Spectral cytometry is a new approach to
classical cytometry.
Where a detector used to correspond to a color, the spectral
cytometer collects the fluorescence of small spectral bands for
each of the lasers present in the instrument.
The spectral deconvolution allows to decompose the spectrum of
light emitted by each cell into each of the spectral components
from each fluorochrome present on the cell, whatever the number of
fluorescent molecules (Figure 1).
Figure 1 : For each laser, the spectrum is split into small
spectral bands allowing to calculate a specific spectrum for
each analyzed fluorochrome: on the left, the spectrum is split
for the blue laser; on the right, the spectrum is split
globally on 5 lasers.
(Front. Mol. Biosci., DL Bonilla, G Reinin, E
Chua)
Before any analysis by
spectral cytometry, we need to extract the spectra of the
fluorochromes used one by one.
For this purpose, we need to analyze:
1) Totally unlabeled cells. The autofluorescence of the
cells is indeed considered as a fluorochrome. It is
therefore possible to evaluate the autofluorescence spectrum
and subtract it from the fluorescence signals.
2) All individual monolabeling. The preparation of the
monolabel must be identical to the sample (dissociation,
washes, permeabilization, fixation...). In case of
uncertainty on the presence of a marker on your cells (or
lack of cells for controls) and in order to make the
extraction of the spectrum, it is necessary to provide beads
that bind your antibodies. The beads must undergo the same
treatments as the cells. There are also specific beads for
viability markers.
Once the spectral deconvolution is done and specific spectra
of your fluorochromes are obtained (Figure 2), the
cytometric analysis can finally start in a classical way
with parameters reduced to the number of fluorochromes to
analyze.
Figure 2 : Example of spectrum calculated after spectral
deconvolution of PE on a Cytek Aurora 5-laser spectral
cytometer
This
technology allows for a finer analysis of fluorescence and
makes it possible, for example, to detect in the same tube
molecules that are totally indistinguishable with conventional
cytometry. The technique allows the simultaneous measurement
of fluorochromes that have up to 98% similarity (Figure 3
and 4).
Figure 3 : left: GFP and YFP spectra (indistinguishable
on a conventional cytometer); middle: GFP and YFP spectra
after spectral deconvolution on the Cytek Aurora (74%
similarity); right: simultaneous GFP and YFP analysis on
the Aurora
Figure 4 : Left: APC and Alexa 647
spectra (90% similarity); right: comparison of a double
APC, Alexa 647 labeling with the same APC, PE labeling.

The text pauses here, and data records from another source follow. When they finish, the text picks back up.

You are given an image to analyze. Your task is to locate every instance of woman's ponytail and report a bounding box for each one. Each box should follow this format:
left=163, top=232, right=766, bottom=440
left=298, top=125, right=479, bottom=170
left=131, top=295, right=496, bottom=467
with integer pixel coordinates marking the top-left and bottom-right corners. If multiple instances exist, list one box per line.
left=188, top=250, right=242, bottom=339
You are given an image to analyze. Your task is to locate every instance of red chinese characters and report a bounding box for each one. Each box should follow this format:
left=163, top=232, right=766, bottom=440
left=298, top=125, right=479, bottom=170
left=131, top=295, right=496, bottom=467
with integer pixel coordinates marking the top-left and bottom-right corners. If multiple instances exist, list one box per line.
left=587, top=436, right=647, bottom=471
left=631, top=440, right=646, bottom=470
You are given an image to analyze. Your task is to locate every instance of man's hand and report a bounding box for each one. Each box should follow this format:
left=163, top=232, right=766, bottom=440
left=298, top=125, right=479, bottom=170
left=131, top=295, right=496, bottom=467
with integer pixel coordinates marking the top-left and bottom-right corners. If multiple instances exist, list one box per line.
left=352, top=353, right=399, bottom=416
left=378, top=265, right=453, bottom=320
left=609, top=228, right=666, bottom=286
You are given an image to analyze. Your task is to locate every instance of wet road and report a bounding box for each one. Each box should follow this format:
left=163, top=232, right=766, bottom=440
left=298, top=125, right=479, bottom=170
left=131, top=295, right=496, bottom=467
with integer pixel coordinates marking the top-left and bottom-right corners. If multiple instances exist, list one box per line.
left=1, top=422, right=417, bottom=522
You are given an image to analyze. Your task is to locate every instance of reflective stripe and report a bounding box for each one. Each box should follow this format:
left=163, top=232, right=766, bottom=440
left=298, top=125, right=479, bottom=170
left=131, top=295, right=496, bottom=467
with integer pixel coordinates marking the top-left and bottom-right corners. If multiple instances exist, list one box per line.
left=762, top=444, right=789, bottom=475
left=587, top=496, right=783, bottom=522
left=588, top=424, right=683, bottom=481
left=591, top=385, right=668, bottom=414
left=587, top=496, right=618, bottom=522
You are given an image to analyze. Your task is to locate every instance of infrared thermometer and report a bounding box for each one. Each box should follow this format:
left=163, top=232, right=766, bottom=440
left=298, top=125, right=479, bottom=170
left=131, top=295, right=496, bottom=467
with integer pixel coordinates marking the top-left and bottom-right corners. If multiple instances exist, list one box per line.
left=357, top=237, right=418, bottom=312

The percentages of detected populations are similar.
The other interest of spectral cytometry is to be able to
subtract the background noise of the analyzed cells on each of
the measured channels allowing to detect specific
fluorescences which would be drowned in the background noise
on a traditional cytometer (Figure 5)
Figure 5 : Analysis of specific mCherry labeling in a
population with high 'autofluorescence'.